Using Data from an Amazon RDS Database to Create an Amazon ML Datasource - Amazon Machine Learning

We are no longer updating the Amazon Machine Learning service or accepting new users for it. This documentation is available for existing users, but we are no longer updating it. For more information, see What is Amazon Machine Learning.

Using Data from an Amazon RDS Database to Create an Amazon ML Datasource

Amazon ML allows you to create a datasource object from data stored in a MySQL database in Amazon Relational Database Service (Amazon RDS). When you perform this action, Amazon ML creates an AWS Data Pipeline object that executes the SQL query that you specify, and places the output into an S3 bucket of your choice. Amazon ML uses that data to create the datasource.

Note

Amazon ML supports only MySQL databases in VPCs.

Before Amazon ML can read your input data, you must export that data to Amazon Simple Storage Service (Amazon S3). You can set up Amazon ML to perform the export for you by using the API. (RDS is limited to the API, and is not available from the console.)

In order for Amazon ML to connect to your MySQL database in Amazon RDS and read data on your behalf, you need to provide the following:

  • The RDS DB instance identifier

  • The MySQL database name

  • The AWS Identity and Access Management (IAM) role that is used to create, activate, and execute the data pipeline

  • The database user credentials:

    • User name

    • Password

  • The AWS Data Pipeline security information:

    • The IAM resource role

    • The IAM service role

  • The Amazon RDS security information:

    • The subnet ID

    • The security group IDs

  • The SQL query that specifies the data that you want to use to create the datasource

  • The S3 output location (bucket) used to store the results of the query

  • (Optional) The location of the data schema file

Additionally, you need to ensure that the IAM users or roles that create Amazon RDS datasources by using the CreateDataSourceFromRDS operation have the iam:PassRole permission. For more information, see Controlling Access to Amazon ML Resources -with IAM.

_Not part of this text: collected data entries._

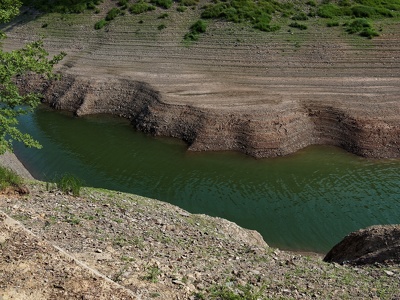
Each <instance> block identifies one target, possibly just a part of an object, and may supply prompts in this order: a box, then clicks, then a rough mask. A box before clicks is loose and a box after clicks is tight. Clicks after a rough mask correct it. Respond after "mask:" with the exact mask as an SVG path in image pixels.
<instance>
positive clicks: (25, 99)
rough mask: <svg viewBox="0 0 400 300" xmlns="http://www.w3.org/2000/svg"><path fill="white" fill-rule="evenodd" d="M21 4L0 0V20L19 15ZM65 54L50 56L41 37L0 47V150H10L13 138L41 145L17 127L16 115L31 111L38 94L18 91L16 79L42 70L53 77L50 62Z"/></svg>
mask: <svg viewBox="0 0 400 300" xmlns="http://www.w3.org/2000/svg"><path fill="white" fill-rule="evenodd" d="M20 7H21V3H20V2H19V1H15V0H1V2H0V23H5V22H8V21H10V20H11V19H12V18H13V17H15V16H16V15H18V13H19V8H20ZM64 56H65V53H60V54H58V55H55V56H54V57H53V58H51V59H50V58H49V53H48V52H47V51H46V50H45V49H44V47H43V42H42V41H36V42H33V43H29V44H27V45H26V46H25V47H23V48H21V49H18V50H14V51H10V52H5V51H3V50H2V49H0V154H3V153H4V152H6V151H7V150H8V151H12V143H13V141H19V142H22V143H24V144H25V145H26V146H28V147H36V148H40V147H41V146H40V144H39V143H38V142H37V141H35V140H34V139H33V138H32V137H31V136H30V135H29V134H26V133H22V132H21V131H20V130H19V129H18V128H17V125H18V119H17V117H18V116H20V115H24V114H28V113H30V112H32V111H33V110H34V109H35V108H36V107H37V106H38V104H39V103H40V95H38V94H35V93H26V94H21V93H20V92H19V89H18V87H17V85H16V81H15V79H16V77H18V76H23V75H27V74H42V75H44V76H46V77H48V78H53V77H55V76H56V75H55V74H54V73H53V66H54V65H55V64H56V63H58V62H59V61H60V60H61V59H62V58H63V57H64Z"/></svg>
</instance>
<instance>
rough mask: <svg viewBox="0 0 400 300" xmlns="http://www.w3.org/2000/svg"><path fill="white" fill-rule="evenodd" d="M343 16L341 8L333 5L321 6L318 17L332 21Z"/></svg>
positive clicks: (331, 4)
mask: <svg viewBox="0 0 400 300" xmlns="http://www.w3.org/2000/svg"><path fill="white" fill-rule="evenodd" d="M342 14H343V13H342V10H341V8H340V7H339V6H337V5H335V4H332V3H329V4H324V5H321V6H320V7H319V8H318V11H317V15H318V16H320V17H321V18H326V19H332V18H334V17H338V16H341V15H342Z"/></svg>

RDS Database Instance Identifier

The RDS DB instance identifier is a unique name that you supply that identifies the database instance that Amazon ML should use when interacting with Amazon RDS. You can find the RDS DB instance identifier in the Amazon RDS console.

MySQL Database Name

MySQL Database Name specifies the name of the MySQL database in the RDS DB instance.

Database User Credentials

To connect to the RDS DB instance, you must supply the user name and password of the database user who has sufficient permissions to execute the SQL query that you provide.

AWS Data Pipeline Security Information

To enable secure AWS Data Pipeline access, you must provide the names of the IAM resource role and the IAM service role.

An EC2 instance assumes the resource role to copy data from Amazon RDS to Amazon S3. The easiest way to create this resource role is by using the DataPipelineDefaultResourceRole template, and listing machinelearning.aws.com as a trusted service. For more information about the template, see Setting Up IAM roles in the AWS Data Pipeline Developer Guide.

If you create your own role, it must have the following contents:

{ "Version": "2012-10-17", "Statement": [ { "Effect": "Allow", "Principal": { "Service": "machinelearning.amazonaws.com" }, "Action": "sts:AssumeRole", "Condition": { "StringEquals": { "aws:SourceAccount": "123456789012" }, "ArnLike": { "aws:SourceArn": "arn:aws:machinelearning:us-east-1:123456789012:datasource/*" } } }] }

AWS Data Pipeline assumes the service role to monitor the progress of copying data from Amazon RDS to Amazon S3. The easiest way to create this resource role is by using the DataPipelineDefaultRole template, and listing machinelearning.aws.com as a trusted service. For more information about the template, see Setting Up IAM roles in the AWS Data Pipeline Developer Guide.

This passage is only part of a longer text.